When I was in Winnipeg last December (a trip that should not be taken in winter, but will be again, by me, this winter), I bought a calendar for 2013 by a local artist, a "Happiness Calendar." Each month there has been a new quote, and fabulous colorful artwork that accompanies it. I've been able to gauge my receptivity to life by my reactions to these quotes more often than not. I sit with each quote for the month, then attach them to my fridge in the hopes that these concrete reminders will stay with me. The quote that has stood out for me most is:
"Happiness is a form of courage." --George Holbrook Jackson
I've read this quote a hundred times over...some days believing it, and on others thinking that it was a ridiculously simplistic viewpoint. I've spent the last couple of months teasing out how this is both a hugely complex concept, and a fabulously (not ridiculous at all) simple idea. And, tonight, during a conversation after dinner, my lovely friend, as we were discussing our current feelings of satisfaction with our lives said it well: "When you're happy, you're not always looking for the 'next best thing' and you can be present."** And the inverse is true: when you're present, you're not always looking for the next best thing, and you can be happy.
I know I've tossed these ideas around for some time now, but there are moments when we think things through, and there are others when we feel them to our core. I'm beginning to recognize that growing up is growing into these realizations: not just parroting some teaching we've received, but actually living it.
This process requires a lot of wisdom (something that in itself is a fluid process) and lived experience. Maybe there are some people who are just born into this perspective? I'm not sure, but I do know I wasn't one of them. I have been wise at different points throughout my life, but I've also been obtuse, immature, and reactionary. I wish I could say there was some natural trajectory I've moved through, but I have to admit that these characteristics have been recurrent and have spiraled through me throughout my life. I have been courageous, and I've backed down, away from my self.

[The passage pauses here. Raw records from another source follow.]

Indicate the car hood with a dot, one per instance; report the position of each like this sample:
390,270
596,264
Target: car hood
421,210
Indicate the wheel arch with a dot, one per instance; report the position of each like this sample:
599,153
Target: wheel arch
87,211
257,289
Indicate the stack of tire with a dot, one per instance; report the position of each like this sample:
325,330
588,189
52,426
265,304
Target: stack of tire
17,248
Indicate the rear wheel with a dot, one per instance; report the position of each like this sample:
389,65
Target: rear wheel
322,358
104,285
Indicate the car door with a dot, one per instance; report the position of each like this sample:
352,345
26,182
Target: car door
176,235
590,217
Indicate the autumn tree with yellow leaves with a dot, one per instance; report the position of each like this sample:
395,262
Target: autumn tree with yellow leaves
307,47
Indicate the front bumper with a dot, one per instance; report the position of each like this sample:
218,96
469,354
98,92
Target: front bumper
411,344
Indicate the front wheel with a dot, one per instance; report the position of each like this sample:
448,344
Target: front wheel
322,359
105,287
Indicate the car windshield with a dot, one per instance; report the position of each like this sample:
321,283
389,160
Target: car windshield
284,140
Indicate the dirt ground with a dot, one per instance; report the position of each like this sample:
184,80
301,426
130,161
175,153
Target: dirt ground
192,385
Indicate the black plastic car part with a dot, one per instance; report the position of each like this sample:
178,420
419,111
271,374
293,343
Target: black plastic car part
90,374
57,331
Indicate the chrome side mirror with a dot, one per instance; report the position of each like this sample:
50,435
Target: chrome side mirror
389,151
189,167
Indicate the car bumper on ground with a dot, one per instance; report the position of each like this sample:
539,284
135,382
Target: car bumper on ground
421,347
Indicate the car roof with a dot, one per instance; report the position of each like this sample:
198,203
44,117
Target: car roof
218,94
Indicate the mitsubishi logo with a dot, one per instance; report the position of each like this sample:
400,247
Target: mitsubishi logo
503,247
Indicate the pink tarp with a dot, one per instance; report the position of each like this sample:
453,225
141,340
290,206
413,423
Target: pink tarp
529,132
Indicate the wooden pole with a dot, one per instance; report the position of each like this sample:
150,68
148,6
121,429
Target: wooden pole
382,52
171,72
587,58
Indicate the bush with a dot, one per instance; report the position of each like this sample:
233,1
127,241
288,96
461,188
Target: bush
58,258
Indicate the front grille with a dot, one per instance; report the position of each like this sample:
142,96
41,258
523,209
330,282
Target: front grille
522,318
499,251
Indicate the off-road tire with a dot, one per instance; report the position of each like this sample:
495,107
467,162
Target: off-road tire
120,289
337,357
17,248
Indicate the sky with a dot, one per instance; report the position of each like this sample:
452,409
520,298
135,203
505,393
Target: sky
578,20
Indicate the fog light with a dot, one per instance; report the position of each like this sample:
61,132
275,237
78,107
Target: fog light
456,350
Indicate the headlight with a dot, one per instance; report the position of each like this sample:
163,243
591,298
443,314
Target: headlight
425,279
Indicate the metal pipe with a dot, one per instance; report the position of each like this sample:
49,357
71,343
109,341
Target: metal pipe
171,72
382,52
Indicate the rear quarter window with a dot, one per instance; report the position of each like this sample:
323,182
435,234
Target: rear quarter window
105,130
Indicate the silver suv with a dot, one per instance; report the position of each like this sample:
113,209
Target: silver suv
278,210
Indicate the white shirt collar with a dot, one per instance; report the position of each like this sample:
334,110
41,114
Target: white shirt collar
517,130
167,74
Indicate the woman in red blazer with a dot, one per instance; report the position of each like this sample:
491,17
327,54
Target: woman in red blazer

Pema Chodron on Growing Up: "When we apply the instruction to be soft and nonjudgmental to whatever we see at this very moment, the very embarrassing reflection in the mirror becomes our friend. We soften further and lighten up more, because we know it's the only way we can continue to work with others and be of any benefit in the world. This is the beginning of growing up." (From Comfortable with Uncertainty, pp. 125-126).
What I believe? I believe that growing older, growing wiser, means: we breathe before we react; we see what is instead of what could be; we love ourselves as we are; we find joy; we know that everything we believe about wisdom will probably continue to be revised and built on. The difference is, when we're courageous, we're okay with this knowledge.
"Do not fear mistakes...There are none." --Miles Davis (A timely message sent from yet another beautiful friend.)**
**Surrounding yourself with wise and beautiful friends is also a sign of wisdom and courage.